幕間
第61話 勇猛苛烈なる戦闘王
"都市国家アッカド、焼滅"──
その凶報は風に乗り、瞬く間に世界各地へともたらされた。信仰対象たるパズズと最高指導者ラマシュトゥを同時に喪った精霊教会は事実上瓦解し、砂漠地帯を支配していたパズズの死で水源が枯れた各オアシス都市は、民衆たちによる殺し合いが激化。間もなく、砂漠地帯から人という種が消えてなくなることが確定した。
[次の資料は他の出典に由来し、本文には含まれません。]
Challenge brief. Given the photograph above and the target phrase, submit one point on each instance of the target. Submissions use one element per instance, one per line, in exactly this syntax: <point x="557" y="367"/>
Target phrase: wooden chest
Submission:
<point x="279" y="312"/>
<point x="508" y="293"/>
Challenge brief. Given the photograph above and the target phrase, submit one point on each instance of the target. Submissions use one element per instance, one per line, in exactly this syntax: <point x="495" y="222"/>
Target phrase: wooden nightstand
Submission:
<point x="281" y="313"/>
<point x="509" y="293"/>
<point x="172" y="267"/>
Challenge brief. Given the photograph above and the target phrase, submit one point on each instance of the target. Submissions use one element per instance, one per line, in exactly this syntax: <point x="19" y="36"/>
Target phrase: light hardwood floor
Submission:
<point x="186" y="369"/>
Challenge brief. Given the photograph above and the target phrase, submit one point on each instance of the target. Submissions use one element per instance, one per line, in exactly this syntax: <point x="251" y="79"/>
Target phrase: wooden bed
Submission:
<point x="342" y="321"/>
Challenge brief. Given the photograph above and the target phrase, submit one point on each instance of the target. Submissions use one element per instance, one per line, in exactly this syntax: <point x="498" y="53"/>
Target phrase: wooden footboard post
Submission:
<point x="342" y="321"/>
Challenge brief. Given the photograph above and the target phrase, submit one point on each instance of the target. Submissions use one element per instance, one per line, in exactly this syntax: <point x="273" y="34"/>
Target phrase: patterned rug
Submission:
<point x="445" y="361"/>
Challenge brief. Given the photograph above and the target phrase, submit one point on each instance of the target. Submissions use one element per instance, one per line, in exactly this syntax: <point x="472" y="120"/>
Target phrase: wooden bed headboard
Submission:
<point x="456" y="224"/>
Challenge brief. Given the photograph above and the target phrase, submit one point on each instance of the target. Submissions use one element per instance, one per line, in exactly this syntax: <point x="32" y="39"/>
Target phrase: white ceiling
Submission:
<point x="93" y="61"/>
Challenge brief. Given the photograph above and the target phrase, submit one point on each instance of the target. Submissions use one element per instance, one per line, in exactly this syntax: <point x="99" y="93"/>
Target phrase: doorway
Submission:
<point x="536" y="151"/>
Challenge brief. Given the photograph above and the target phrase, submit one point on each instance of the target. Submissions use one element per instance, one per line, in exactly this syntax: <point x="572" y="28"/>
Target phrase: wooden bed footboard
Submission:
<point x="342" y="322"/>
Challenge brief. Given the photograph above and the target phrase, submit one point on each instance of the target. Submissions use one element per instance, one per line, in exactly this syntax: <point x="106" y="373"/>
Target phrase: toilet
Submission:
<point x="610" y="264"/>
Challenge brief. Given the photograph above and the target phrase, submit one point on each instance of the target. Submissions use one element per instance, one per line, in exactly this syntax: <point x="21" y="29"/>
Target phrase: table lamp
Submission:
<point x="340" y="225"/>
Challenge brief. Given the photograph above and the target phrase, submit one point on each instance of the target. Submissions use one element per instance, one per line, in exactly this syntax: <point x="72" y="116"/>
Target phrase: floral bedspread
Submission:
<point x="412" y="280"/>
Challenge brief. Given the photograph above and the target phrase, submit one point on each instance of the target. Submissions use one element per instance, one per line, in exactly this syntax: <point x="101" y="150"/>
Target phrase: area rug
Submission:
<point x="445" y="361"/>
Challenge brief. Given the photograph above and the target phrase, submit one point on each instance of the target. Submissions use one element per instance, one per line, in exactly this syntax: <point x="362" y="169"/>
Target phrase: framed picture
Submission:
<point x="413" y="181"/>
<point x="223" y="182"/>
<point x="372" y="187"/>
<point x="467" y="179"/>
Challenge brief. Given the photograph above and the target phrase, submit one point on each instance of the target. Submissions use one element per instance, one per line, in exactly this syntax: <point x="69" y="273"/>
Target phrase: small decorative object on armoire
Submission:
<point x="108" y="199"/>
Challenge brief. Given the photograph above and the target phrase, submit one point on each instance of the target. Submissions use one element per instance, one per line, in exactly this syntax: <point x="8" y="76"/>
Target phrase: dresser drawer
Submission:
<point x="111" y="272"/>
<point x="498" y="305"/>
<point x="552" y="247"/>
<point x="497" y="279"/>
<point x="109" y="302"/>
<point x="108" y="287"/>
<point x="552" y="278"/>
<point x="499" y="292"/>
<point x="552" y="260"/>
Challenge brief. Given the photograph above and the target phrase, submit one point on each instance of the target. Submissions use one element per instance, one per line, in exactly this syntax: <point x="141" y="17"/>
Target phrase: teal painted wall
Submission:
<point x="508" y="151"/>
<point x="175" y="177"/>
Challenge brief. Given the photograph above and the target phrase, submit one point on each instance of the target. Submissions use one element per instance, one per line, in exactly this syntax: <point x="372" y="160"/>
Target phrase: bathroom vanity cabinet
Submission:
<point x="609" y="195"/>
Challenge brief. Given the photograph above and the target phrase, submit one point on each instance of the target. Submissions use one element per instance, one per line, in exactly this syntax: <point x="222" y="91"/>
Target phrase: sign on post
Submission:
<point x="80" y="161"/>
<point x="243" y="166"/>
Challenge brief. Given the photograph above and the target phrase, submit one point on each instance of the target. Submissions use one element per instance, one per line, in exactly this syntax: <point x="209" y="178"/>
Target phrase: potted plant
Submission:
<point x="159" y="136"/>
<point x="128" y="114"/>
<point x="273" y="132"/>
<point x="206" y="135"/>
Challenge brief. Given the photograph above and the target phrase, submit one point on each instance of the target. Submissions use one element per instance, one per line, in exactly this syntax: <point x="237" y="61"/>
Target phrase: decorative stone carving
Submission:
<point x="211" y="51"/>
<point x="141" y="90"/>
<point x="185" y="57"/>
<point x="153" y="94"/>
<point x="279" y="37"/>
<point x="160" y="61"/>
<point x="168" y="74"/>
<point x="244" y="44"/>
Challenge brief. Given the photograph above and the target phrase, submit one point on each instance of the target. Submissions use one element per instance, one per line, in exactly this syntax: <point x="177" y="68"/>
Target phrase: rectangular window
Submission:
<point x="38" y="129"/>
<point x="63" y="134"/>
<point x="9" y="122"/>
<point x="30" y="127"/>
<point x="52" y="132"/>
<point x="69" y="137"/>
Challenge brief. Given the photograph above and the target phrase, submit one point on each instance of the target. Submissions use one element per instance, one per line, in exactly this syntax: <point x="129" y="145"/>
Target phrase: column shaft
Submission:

パズズとラマシュトゥ……二大精霊が願って止まなかった砂漠地帯からの、人間という種の根絶。両者が死天衆に討たれ消滅することでそれが完遂されるとは、何という皮肉であろうか。
アッカド、そして精霊教会の消滅により、ハルモニアは聖教会のみに注力出来る状態となった。
だが、裏を返せばそれは、聖教会もまたハルモニアのみに注力出来るということ。
各国からの要請に応じ、遂に聖教騎士団が重い腰を上げ、涙の王国に進駐した堕天使エリゴール率いる、ハルモニア帝国第三軍を退けるべく出陣することとなった。
"
エリゴール率いる帝国第三軍は、先んじて陣地構築に当たっていた工兵を始めとする支援要員凡そ三万五千に、遅れて合流した戦闘要員凡そ三万五千を併せた計七万。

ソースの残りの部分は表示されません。